Se a proposta tivesse sido aprovada, o GP da Malásia seria o primeiro evento da história do automobilismo internacional a ser realizado num circuito de rua durante a noite. Apesar das corridas noturnas serem comuns na Indy Racing League (IRL), a categoria não conta com o mesmo apelo global.
A sugestão foi recebida com entusiasmo por algumas personalidades da F-1. Para o chefe da Jaguar, o americano Bobby Rahal, a categoria ganharia em interesse e prestígio. Em compensação, alguns pilotos a receberam até com um certo desprezo. ‘‘Achei a idéia ridícula’’, afirmou o irlandês Eddie Irvine.
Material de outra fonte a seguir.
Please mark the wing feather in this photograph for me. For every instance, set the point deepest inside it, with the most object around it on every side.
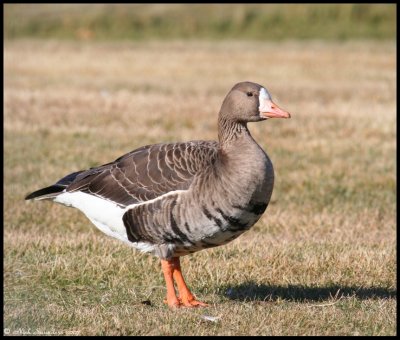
(147, 173)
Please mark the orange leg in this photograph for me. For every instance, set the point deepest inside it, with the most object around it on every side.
(172, 270)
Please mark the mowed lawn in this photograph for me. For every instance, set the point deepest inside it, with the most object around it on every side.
(321, 260)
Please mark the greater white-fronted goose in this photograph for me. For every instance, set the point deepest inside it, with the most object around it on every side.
(178, 198)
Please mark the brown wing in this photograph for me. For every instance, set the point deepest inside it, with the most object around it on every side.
(147, 172)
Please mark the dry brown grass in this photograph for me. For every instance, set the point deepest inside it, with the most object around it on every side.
(321, 261)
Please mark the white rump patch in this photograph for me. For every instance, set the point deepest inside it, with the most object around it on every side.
(106, 215)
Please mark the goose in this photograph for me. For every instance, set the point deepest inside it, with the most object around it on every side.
(174, 199)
Bandeira vermelha – A Federação Internacional de Automobilismo (FIA) justificou ontem a decisão de interromper o GP da Alemanha após a largada. A entidade considerou que não havia condições de dar prosseguimento à corrida enquanto os destroços do choque entre o brasileiro Luciano Burti e o alemão Michael Schumacher não fossem completamente retirados do circuito. ‘‘Não tínhamos como realizar a operação sem o auxílio de máquinas’’, afirmou um porta-voz da FIA.